As the creature cowers, I turn and jog over to the airlock, grabbing the oxy-acetylene torch from where it’s hanging on the wall.
“Oh, hell yeah,” I say as the gas pops and immediately starts burning. At first, there’s a burst of thick, black smoke, but I find the thumb-activated oxygen-throttle. A couple of flicks and a brilliant blue-white flame races from the tip of the torch, lighting up the cave like a jet fighter hitting the afterburners.
A wicked smile comes to my lips.
“I’ve got to say, I’m going to enjoy this.”
The torch makes a distinct roar. The smell is acrid. The air shimmers with heat as the flame leaps out well over a foot in front of the nozzle. Damn, this thing would cut through plate armor in seconds.
“If I were you,” I say, standing before the creature with my legs spread, ready for war. “I’d
talk. Quick.”
“Mmmm….Mmmmercy.”
I smile.
“Oh, you’ll get the same mercy you showed the crew of the Intrepid.”
I’m expecting a fight. That’s the way all animals respond, right? Flight or fight. It may be playing dead, trying to buy some time, but when it comes to it, this thing will fight for its life, of that, I have no doubts, but I’ve got a blow torch. This is personal.
I say, “Let’s see if they can resurrect you from tiny brain fragments in a jar.”
The creature’s leathery carapace squeezes tight in a futile effort to protect itself. The meter on the back of the torch tells me the flame is already hitting three thousand degrees and climbing. It’s several times hotter than molten lava and approaching temperatures found in the chromosphere of most stars.
The alien retreats on its millipede-like legs, keeping its casing closed as it backs up blindly into the rock wall. Even in its withdrawn state, it reaches up to chest height. It has squished itself down a little, making it almost eight feet in length. Its tiny feet flicker in the dust, looking for telltale signs of where it is. In the absence of sight and its tentacles probing the environment, all it has is these crab-like appendages grabbing at the rocks and dirt. If the alien had been less than a foot to one side, it could have gone another thirty feet further down the cavern, but it doesn’t know that. As it’s moving by feel, it backed up into an outcrop.
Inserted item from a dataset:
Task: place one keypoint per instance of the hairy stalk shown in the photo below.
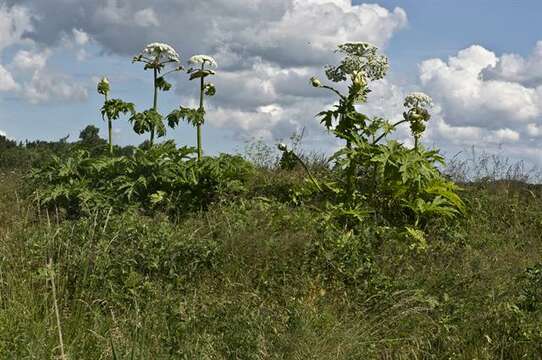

Behind me, outside in the main tunnel, there’s a noise like metal scraping on concrete. I turn, seeing a shadow darken the airlock. Massive tentacles reach through the opening. They’re as thick as tree trunks, but the creature outside is too big to enter.
“Looks like daddy’s here,” I say, waving the burning torch over the skin of the trapped alien. I’m careful not to move close enough to scorch the creature, not just yet. I’m pretty damn sure it can feel the heat radiating from the flame. I sure can. The message is clear. No sudden moves.
Massive tentacles protrude from the airlock. They fan out on either side, slapping at the cave walls like the fabled giant squid of old. Tentacles tear at the rock, grabbing the metal edges of the hatch. They’re trying to rip the airlock out and widen the opening, but the granite is too thick. Frustrated, wandering tentacles find the rear of the Cadillac. They crush the trunk as though it were made from papier-mâché.